Yargıtay 17. Hukuk Dairesinin 2018/4932 Esas – 2018/12056 Karar sayılı kararında; “HMK’nin 114. maddesinde dava şartları gösterilmiş, 115/2. maddesindeki, ‘”Mahkeme, dava şartı noksanlığını tespit ederse davanın usulden reddine karar verir. Ancak, dava şartı noksanlığının giderilmesi mümkün ise bunun tamamlanması için kesin süre verir. Bu süre içinde dava şartı noksanlığı giderilmemişse davayı dava şartı yokluğu sebebiyle usulden reddeder” denilmiştir. Bu halde, eksik olan bir dava şartı, belirli bir süre verilerek giderilebilecek ise hakim tarafından eksikliğin giderilmesi için kesin süre verilmesi gerekir. Bu süre içinde dava şartı eksikliği tamamlanmaz ise dava, dava şartı yokluğu sebebiyle usulden reddedilmelidir. HMK’nın 114. maddesinde gösterilen dava şartı olarak belirlenen bir çok hususun tarafça giderilebilecek bir noksanlık olarak görüldüğü madde gerekçesinden de anlaşılmaktadır.

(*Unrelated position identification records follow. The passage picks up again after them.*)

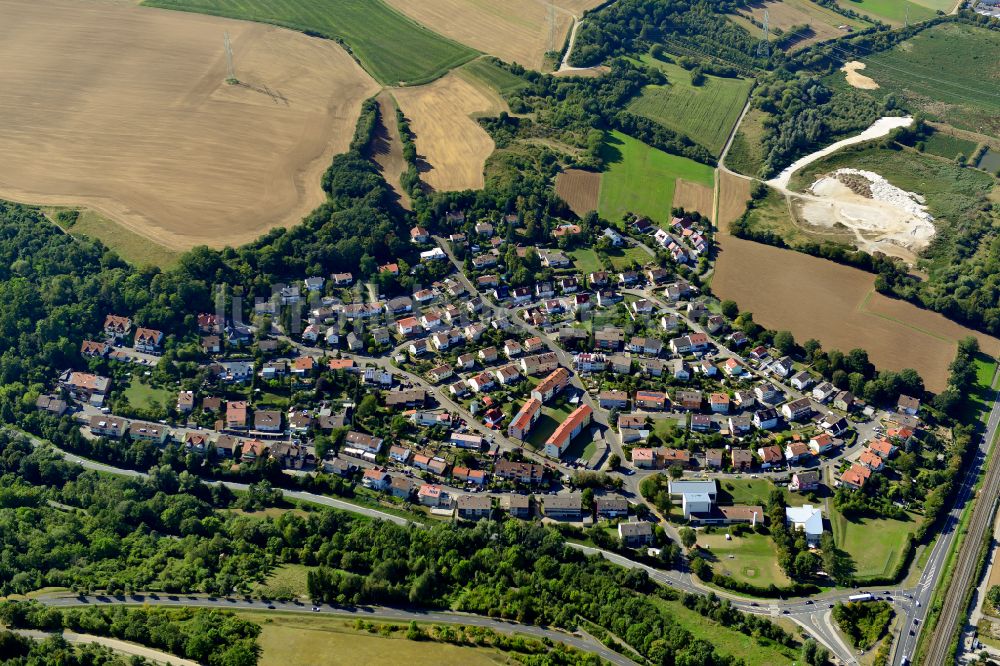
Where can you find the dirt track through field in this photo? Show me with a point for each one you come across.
(693, 196)
(449, 140)
(837, 305)
(125, 109)
(518, 31)
(387, 148)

Somut olayda davacı tarafın iş göremezlik zararının tazmini için davalı sigorta şirketine davadan önce başvuru yapıp yapmadığı belirlenmemiş olup, salt yazılı başvuru hususu belirli bir süre verilerek tamamlanabilecek dava şartı niteliğinde olmakla, davadan önce sigorta şirketine müracaat edilmeden dava açılarak, dava şartı yerine getirilmemiş ise; sigorta şirketine başvuru şartı HMK’nın 115/2 maddesi gereğince yargılama sırasında tamamlanabilir, dava şartı niteliğinde olduğundan öncelikle, davacı tarafça davadan önce davalı sigorta şirketine başvuru yapılıp yapılmadığı araştırılarak, başvuru yapılmamış ise HMK’nın 115/2 maddesi gereğince davacı tarafa başvuru şartını tamamlaması hususunda mehil verilerek, bu süre içinde dava şartı eksikliği tamamlanmaz ise davanın, sigorta şirketi yönünden, dava şartı yokluğu sebebiyle usulden reddedilmesi gerekirken eksik inceleme ile karar verilmiş olması usul ve yasaya aykırı görülmüştür.
Açıklanan nedenlerle, davalı … Sigorta AŞ vekilinin istinaf isteminin kabulüne, sair istinaf nedenleri incelenmeksizin, HMK’nın 353/1-a-6. maddesi gereğince kararın kaldırılmasına, davanın yeniden görülmesi için dosyanın ilk derece mahkemesine gönderilmesine karar verilmiştir.
HÜKÜM : Gerekçesi yukarıda izah edildiği üzere;
1-Davalı … Sigorta A.Ş. vekilinin istinaf başvurusunun KABULÜ ile; Ankara 8. Asliye Ticaret Mahkemesi tarafından verilen 27/12/2018 tarih 2016/821 Esas – 2018/1014 Karar sayılı kararının, HMK’nın 353/1-a-6.maddesi gereğince KALDIRILMASINA,
2-Dosyanın, davanın yeniden görülmesi için mahkemesine GÖNDERİLMESİNE,
3-İstinaf başvurma harcı dışında istinaf peşin harcı olarak alınan karar harcının istek halinde istinafa gelen davalı tarafa iadesine,
4-İstinaf aşamasında duruşma açılmadığından davalı taraf lehine vekalet ücreti takdirine yer olmadığına,
5-İstinaf yargılama giderlerinin ilk derece mahkemesinde değerlendirilmesine,
6-Ankara 24. İcra Dairesinin 2019/1968 sayılı dosyasına yatırılan 65.000,00 TL teminat mektubunun yatıran tarafa iadesine,
7-Karar tebliği, kesinleştirme, harç ve gider avansı iadesi işlemlerinin ilk derece mahkemesince yapılmasına,
Dosya üzerinde yapılan inceleme sonunda, HMK.nın 362/1-a maddesi uyarınca KESİN olmak üzere 16/12/2021 tarihinde oy birliği ile karar verildi.

Başkan

Üye
Üye
Katip
* Bu belge, 5070 sayılı Kanun hükümleri gereğince elektronik imza ile imzalanmıştır.